Let me assure you that we have, and will, object to the stereotyping or denigration of ANY group. We do not believe that anyone should be marginalized or defamed by stereotyping. However, it is painfully apparent that Italian Americans are the ONLY group in America where overt stereotyping is so rampant in today’s society. It is now not politically correct to use pejorative terms or stereotypes about other ethnicities, religions or races. But, on a daily basis, we find Italian American negative stereotyping and defamation in many venues. It is certainly not balanced, by any measure. I am so proud to be an American, and I am proud of my Italian Heritage. I can not ignore the unfair and continued stereotyping of our heritage and culture and I will stand up for any others who are subjected to such stereotyping. And, based on the large number of prominent Italian American organizations and advocates that joined us in our effort against Mafia II, there are many, many people that feel the same way.

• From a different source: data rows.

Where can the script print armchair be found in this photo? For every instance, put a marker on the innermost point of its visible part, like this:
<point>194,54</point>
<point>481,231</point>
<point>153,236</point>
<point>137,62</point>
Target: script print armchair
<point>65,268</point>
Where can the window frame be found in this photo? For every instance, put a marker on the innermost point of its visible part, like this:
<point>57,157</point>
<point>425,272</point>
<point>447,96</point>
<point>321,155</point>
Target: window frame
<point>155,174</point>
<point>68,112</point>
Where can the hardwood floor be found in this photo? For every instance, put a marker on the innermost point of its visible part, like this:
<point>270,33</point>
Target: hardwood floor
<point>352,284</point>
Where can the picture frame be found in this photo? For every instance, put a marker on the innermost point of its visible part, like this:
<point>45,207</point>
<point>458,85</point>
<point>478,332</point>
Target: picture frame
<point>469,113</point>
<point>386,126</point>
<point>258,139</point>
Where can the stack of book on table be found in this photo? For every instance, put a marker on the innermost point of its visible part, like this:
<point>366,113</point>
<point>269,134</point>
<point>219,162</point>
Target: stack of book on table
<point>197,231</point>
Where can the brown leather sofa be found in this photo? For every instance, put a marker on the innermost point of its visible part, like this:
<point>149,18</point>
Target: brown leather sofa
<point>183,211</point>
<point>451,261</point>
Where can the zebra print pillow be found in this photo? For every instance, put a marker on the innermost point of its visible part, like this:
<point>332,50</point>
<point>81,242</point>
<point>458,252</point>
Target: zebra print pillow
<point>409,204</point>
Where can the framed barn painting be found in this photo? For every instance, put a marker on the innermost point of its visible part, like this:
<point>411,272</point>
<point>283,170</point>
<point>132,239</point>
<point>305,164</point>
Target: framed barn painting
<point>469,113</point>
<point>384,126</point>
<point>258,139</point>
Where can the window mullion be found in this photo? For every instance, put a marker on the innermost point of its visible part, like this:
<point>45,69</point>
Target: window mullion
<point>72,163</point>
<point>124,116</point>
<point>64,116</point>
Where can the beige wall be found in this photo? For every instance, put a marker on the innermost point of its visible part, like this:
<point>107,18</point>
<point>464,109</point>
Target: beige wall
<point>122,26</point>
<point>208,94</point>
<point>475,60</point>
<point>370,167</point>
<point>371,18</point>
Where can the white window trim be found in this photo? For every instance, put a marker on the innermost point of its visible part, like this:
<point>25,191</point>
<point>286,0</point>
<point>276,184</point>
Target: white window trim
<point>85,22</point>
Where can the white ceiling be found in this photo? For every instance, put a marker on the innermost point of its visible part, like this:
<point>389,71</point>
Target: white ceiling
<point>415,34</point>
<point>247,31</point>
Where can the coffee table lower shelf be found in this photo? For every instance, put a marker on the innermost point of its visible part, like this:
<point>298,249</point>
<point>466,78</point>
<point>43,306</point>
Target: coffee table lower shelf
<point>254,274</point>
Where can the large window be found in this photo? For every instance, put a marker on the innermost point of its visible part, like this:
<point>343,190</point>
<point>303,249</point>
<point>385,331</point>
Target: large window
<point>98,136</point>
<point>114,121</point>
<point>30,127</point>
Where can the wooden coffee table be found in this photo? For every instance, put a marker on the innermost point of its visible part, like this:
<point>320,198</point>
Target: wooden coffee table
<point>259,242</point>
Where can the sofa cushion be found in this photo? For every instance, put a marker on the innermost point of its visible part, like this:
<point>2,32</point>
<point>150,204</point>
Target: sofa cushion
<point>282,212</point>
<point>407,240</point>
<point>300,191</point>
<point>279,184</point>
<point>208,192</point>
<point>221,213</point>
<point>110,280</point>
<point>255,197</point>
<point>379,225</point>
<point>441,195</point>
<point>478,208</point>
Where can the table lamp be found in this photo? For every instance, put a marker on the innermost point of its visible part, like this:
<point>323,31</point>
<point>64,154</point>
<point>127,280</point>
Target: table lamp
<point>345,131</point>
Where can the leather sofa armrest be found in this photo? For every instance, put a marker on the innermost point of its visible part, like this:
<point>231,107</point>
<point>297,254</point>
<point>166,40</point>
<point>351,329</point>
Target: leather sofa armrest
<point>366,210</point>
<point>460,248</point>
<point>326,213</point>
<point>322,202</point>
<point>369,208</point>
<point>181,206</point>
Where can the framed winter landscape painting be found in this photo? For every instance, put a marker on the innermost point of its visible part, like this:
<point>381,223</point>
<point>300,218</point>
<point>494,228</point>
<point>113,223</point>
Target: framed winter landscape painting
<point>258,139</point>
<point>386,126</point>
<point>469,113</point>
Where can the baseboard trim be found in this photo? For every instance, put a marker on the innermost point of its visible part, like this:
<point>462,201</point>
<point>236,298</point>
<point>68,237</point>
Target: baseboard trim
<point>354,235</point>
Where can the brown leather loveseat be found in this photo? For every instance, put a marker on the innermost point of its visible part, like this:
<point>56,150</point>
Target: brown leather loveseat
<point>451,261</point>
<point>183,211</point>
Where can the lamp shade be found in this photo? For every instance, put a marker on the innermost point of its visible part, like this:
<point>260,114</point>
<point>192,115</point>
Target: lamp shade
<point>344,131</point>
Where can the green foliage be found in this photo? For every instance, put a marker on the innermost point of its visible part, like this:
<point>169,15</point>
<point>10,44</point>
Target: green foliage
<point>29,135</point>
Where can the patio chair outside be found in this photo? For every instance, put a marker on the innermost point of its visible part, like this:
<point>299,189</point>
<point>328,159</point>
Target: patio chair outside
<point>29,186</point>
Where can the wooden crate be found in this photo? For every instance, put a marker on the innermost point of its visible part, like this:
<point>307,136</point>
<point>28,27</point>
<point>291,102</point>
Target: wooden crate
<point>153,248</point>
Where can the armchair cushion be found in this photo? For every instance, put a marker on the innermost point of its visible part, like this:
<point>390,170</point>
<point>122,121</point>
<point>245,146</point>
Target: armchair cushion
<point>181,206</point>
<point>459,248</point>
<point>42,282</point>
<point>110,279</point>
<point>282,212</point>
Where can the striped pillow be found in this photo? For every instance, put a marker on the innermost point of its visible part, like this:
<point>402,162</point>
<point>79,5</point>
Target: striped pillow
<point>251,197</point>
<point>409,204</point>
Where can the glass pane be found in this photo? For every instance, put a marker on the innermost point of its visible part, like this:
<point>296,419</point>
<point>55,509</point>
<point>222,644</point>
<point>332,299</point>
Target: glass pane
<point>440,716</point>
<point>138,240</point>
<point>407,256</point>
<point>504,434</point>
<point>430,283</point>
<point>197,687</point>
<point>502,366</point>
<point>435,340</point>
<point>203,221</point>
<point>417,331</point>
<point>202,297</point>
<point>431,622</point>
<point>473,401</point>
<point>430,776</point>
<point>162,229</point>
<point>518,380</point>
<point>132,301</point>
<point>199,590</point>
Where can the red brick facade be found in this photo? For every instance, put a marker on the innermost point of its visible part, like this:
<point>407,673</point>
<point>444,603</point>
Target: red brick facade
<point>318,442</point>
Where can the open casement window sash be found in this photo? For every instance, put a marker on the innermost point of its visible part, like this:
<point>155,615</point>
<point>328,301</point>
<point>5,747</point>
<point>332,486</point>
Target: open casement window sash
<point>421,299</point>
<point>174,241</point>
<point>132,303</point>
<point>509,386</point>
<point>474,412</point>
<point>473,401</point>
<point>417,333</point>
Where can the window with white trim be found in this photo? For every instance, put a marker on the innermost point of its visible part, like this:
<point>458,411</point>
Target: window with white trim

Is your current stance against Mafia II something that is limited to the game itself, the games industry itself or against the wider range of entertainment media today? For example, if the untouchables or the Godfather were to come out today would you take issue with those?
We have consistently fought against negative stereotyping and denigration of Italian Americans for many, many years. This has included Film, TV Shows, Advertisements, Theatrical Plays, news accounts, etc. that have stereotyped Italian Americans. Our most recent effort was our campaign against the horrendous MTV series “Jersey Shore.” After our concerted protests in the first season, as well as our success in getting 12 national advertisers to pull their advertisements from the show, I am very pleased to say that the second season does not have ANY Italian American references or stereotypes. It was a long and concerted effort but we are very pleased at the result.
If your protest is at games in particular why would you say that is? Does the perceived intended age of video games have anything to do with it?
Our protest is not at games specifically, as we are consistent in protesting stereotyping, denigration and discrimination wherever we find it. However, what does concern us greatly is that a video game WILL be played by young people, including teens and pre -teens – regardless of the “M” rating (which probably makes it more enticing for young people to want to play it!). This means that a whole new generation will be exposed, for hours-and-hours and days-and-days, to the perception that it is ONLY Italian Americans who were murderous thugs and criminals in organized crime. This is not an appropriate perception that should be implanted into the subconscious psyche of young people.
You protested the launch; do you have any plans for the game next?
Do you plan to end your protest with Mafia II?
Absolutely not! Until the unfair and widespread negative stereotyping and denigration of Italian Americans ends, we will diligently campaign against any attack on our heritage and culture.